Le fasi dell’Incident Response
Il processo di Incident Response così come definito dal NIST è costituito da diverse fasi:
- preparazione: in questa fase rientra ogni azione propedeutica e continuativa finalizzata a creare le condizioni migliori per gestire l’incidente in maniera appropriata. (Risk Assessment periodici, gestione delle configurazioni);
- rilevamento e analisi: in considerazione dell’eterogeneità e del dinamismo dei vettori d’attacco (interni, esterni, tecnologici, di processo, umani) è necessario isolare, per ogni tipologia di attacco, una serie di indicatori. Tali elementi possono essere di natura tecnologica (log, apparati di sicurezza specializzati flussi di traffico di rete), informativa (reperimento delle notizie di vulnerabilità) e umana (segnalazioni provenienti da personale interno o da organizzazioni esterne). Il risultato della fase di analisi è costituito dalla documentazione completa dell’incidente, sulla dimensione di sicurezza dell’informazione interessata (Privacy Breach, perdita di riservatezza, integrità, disponibilità) e nella stima di risorse necessarie al superamento del problema. In questo modo è possibile assegnare la corretta priorità all’incidente indirizzando, di conseguenza, gli sforzi operativi;
- contenimento, sradicamento e ripristino: il contenimento è la fase che fornisce il tempo necessario alla definizione della migliore strategia possibile. Tali strategie sono variabili in funzione di diversi fattori ed è possibile svilupparne diverse in base alla categoria di attacco (contenere un attacco in corso tramite posta elettronica è diverso da contenere un attacco DDoS o un’estrazione indebita di dati sensibili). In questa fase è necessario collezionare ogni evidenza possibile dell’incidente utilizzando strumenti e tecnologie finalizzate a salvaguardare l’integrità dei dati raccolti, provvedendo ad identificare la sorgente dell’attacco e monitorando l’attività. Dopo la fase di contenimento è necessario procedere all’eventuale sradicamento di alcune componenti dell’incidente stesso (codice malevolo, account compromessi) e al ripristino delle normali operazioni. Tali operazioni possono coinvolgere attività sistemistiche backup&restore, installazione da zero di sistemi e applicazioni, installazione di patch critiche e/o di sicurezza, come revisione delle policy dei firewall, modifiche nella produzione di log. Va precisato che maggiore risulta la gravità dell’incidente, l’ampiezza dei sistemi coinvolti, la quantità di dati interessati maggiore sarà il tempo necessario al ripristino;
- attività post incidente: questa fase riguarda l’apprendimento e il miglioramento. Ogni incidente gestito deve essere analizzato al fine di ricavare ogni utile indicatore di miglioramento sulla base delle policy definite e dei comportamenti attuati dalle parti coinvolte.
Conclusione
Ancora oggi, nonostante siano passati diversi mesi dall’avvento del GDPR, ancora troppo spesso viene sottovalutata l’importanza di quelle parti dell’adeguamento che riguardano l’organizzazione e la riorganizzazione dei processi o la stesura di procedure atte a determinare e gestire quella necessaria sorveglianza dei dati e dei trattamenti cui sono sottoposti, all’interno non solo dei sistemi informatici, bensì dell’intero ciclo di vita dell’organizzazione.

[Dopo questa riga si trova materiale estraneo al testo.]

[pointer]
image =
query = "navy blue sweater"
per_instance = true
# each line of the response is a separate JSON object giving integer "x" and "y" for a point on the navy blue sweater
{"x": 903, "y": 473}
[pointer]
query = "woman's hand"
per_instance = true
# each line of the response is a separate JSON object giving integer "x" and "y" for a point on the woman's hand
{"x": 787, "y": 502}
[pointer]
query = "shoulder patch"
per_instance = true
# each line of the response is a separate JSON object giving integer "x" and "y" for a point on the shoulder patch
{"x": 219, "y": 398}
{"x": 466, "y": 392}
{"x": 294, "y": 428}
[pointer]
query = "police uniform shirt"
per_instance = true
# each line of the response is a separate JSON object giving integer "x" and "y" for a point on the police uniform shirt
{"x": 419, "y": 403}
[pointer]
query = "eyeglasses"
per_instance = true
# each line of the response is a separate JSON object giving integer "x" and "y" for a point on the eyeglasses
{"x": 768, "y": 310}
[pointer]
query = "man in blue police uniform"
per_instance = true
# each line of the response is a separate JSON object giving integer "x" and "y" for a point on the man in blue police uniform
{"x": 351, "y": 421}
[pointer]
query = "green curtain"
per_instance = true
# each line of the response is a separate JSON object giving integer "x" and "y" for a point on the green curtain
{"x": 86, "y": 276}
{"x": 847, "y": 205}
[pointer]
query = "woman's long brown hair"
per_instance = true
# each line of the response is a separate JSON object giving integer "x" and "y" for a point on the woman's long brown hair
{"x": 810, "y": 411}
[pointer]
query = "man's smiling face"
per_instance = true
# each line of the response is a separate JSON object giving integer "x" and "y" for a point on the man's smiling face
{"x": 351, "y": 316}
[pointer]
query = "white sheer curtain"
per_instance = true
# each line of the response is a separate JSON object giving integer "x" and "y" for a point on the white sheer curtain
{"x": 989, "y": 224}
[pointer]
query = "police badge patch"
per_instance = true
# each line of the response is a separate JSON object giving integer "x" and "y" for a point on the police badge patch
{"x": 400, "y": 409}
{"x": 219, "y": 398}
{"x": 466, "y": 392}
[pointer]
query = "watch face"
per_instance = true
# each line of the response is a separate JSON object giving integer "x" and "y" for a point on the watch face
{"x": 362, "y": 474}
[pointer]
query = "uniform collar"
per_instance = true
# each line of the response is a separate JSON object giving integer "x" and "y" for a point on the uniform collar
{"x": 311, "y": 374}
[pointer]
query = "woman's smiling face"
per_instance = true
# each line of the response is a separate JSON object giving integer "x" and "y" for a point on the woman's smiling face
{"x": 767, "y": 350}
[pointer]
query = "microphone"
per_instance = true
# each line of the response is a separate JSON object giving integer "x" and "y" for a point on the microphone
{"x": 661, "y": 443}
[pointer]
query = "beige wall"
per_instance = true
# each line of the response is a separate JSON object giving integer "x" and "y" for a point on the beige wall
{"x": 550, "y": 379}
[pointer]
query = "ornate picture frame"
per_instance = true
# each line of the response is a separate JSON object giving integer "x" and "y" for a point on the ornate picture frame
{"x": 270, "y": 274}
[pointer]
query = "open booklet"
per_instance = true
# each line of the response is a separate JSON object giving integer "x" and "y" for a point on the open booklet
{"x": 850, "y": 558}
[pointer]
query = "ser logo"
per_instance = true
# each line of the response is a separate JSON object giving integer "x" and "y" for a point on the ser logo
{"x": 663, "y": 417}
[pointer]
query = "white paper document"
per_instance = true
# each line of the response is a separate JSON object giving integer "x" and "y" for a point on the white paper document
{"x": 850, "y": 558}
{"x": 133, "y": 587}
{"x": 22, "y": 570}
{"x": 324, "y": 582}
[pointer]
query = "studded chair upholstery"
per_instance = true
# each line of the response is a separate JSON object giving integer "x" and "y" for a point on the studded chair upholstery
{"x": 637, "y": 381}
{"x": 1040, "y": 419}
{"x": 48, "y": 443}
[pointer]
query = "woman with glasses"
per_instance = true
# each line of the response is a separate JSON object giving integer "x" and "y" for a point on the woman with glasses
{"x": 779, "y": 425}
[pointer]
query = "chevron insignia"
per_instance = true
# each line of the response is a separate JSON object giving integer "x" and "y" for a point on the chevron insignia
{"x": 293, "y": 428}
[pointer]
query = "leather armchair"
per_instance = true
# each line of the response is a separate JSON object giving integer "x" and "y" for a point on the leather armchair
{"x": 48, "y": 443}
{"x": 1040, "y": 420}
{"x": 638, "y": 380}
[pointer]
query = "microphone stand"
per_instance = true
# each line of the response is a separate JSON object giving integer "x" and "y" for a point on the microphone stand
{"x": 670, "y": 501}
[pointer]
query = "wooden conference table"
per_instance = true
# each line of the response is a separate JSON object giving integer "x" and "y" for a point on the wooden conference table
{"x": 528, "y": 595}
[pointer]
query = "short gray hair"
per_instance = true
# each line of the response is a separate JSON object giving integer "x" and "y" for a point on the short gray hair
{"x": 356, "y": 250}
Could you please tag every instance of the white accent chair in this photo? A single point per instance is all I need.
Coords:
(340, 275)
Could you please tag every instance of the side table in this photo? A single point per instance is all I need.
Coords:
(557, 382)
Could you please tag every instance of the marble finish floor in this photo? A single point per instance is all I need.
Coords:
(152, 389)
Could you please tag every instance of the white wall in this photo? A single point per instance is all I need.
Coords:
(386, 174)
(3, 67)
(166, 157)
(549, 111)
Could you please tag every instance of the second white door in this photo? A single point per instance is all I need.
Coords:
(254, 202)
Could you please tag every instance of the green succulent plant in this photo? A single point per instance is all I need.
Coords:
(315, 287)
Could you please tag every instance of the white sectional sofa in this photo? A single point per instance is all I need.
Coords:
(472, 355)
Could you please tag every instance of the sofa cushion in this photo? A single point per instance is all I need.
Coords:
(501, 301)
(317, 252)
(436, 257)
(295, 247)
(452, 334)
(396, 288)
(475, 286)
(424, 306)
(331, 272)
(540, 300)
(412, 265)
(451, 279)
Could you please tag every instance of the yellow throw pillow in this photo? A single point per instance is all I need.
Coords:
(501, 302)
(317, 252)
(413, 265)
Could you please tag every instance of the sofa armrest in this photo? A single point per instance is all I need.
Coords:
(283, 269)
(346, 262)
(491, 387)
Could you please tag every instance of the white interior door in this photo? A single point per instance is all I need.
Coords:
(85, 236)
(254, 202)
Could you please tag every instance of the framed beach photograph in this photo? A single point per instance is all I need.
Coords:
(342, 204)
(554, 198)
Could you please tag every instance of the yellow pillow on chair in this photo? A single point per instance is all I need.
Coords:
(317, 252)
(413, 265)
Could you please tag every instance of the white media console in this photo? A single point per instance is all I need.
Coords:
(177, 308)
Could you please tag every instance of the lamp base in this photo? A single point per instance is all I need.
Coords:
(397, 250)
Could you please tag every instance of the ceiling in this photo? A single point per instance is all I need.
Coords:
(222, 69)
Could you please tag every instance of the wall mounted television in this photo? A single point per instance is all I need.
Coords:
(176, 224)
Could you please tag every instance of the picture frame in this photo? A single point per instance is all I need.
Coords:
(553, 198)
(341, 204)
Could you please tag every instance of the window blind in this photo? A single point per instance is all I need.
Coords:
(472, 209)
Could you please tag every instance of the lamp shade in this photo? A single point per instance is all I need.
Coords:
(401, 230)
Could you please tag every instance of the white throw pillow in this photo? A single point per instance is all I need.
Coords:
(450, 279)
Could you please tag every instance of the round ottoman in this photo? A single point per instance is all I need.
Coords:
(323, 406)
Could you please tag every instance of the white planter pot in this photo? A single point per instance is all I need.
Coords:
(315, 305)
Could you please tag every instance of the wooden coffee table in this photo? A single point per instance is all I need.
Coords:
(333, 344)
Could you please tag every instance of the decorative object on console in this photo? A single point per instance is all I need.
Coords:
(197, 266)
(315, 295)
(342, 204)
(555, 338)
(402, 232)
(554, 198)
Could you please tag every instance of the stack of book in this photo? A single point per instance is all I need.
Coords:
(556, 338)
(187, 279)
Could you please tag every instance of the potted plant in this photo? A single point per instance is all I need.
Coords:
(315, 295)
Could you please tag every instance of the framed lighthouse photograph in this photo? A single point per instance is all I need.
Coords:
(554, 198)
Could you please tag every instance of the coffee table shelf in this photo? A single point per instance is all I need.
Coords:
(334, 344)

Limitarsi ad inserire una serie di misure “tecniche” a difesa/tutela dei dati sottoposti a processi di trattamento non è sufficiente a garantire quanto ripetutamente richiesto dal GDPR e lo sarà ancora meno quando verrà meno lo “scudo” (così definito secondo alcuni) degli otto mesi di applicazione “soft” concessi in sede di emanazione del D.lgs.101/18.

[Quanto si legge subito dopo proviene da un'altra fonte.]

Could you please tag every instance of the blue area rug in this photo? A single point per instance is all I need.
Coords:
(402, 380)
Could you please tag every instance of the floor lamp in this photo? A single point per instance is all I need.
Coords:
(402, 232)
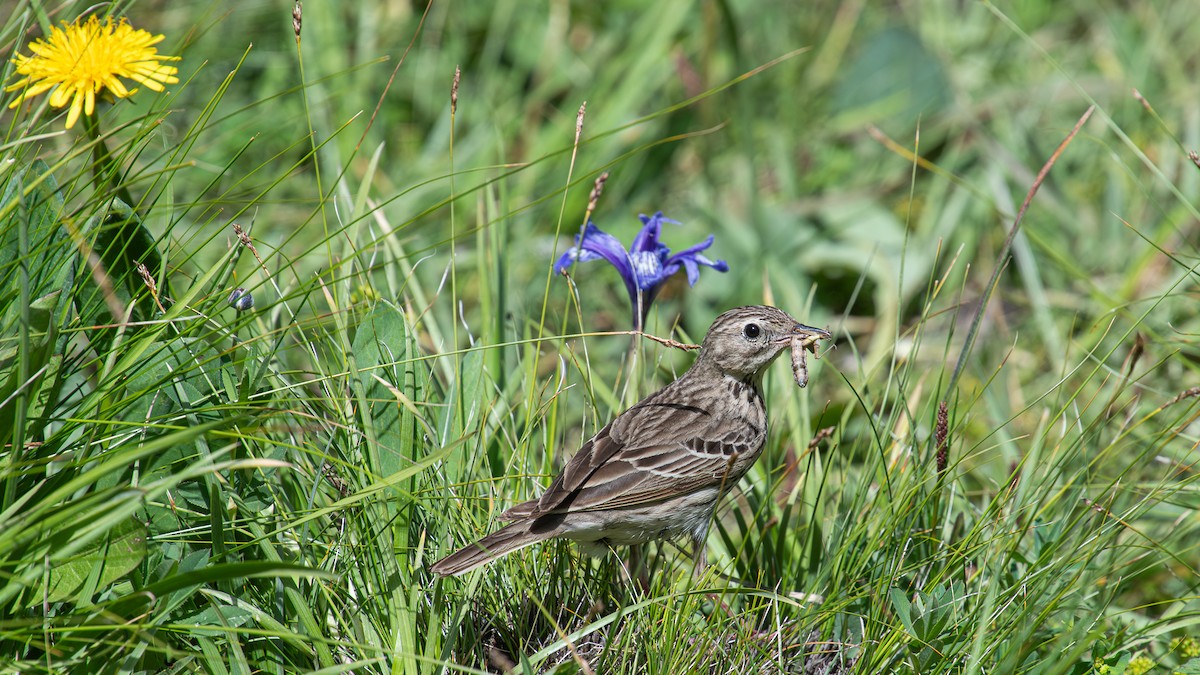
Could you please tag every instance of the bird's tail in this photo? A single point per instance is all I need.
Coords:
(497, 544)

Inserire fra le misure organizzative processi di Incident Response potrebbe, alla luce di quanto previsto all’interno del GDPR e di quanto descritto, essere considerata come una misura adeguata potendo, il titolare o il responsabile, grazie a ciò, non solo attuare una protezione/sorveglianza costante dei dati e dei processi di trattamento, ma anche ottenere informazioni precise e in modo rapido in caso di eventi avversi non solo per la corretta gestione dell’evento stesso, ma anche e se del caso, poter fornire le informazioni necessarie all’Autorità Garante e/o ai soggetti coinvolti in caso di data breach patito.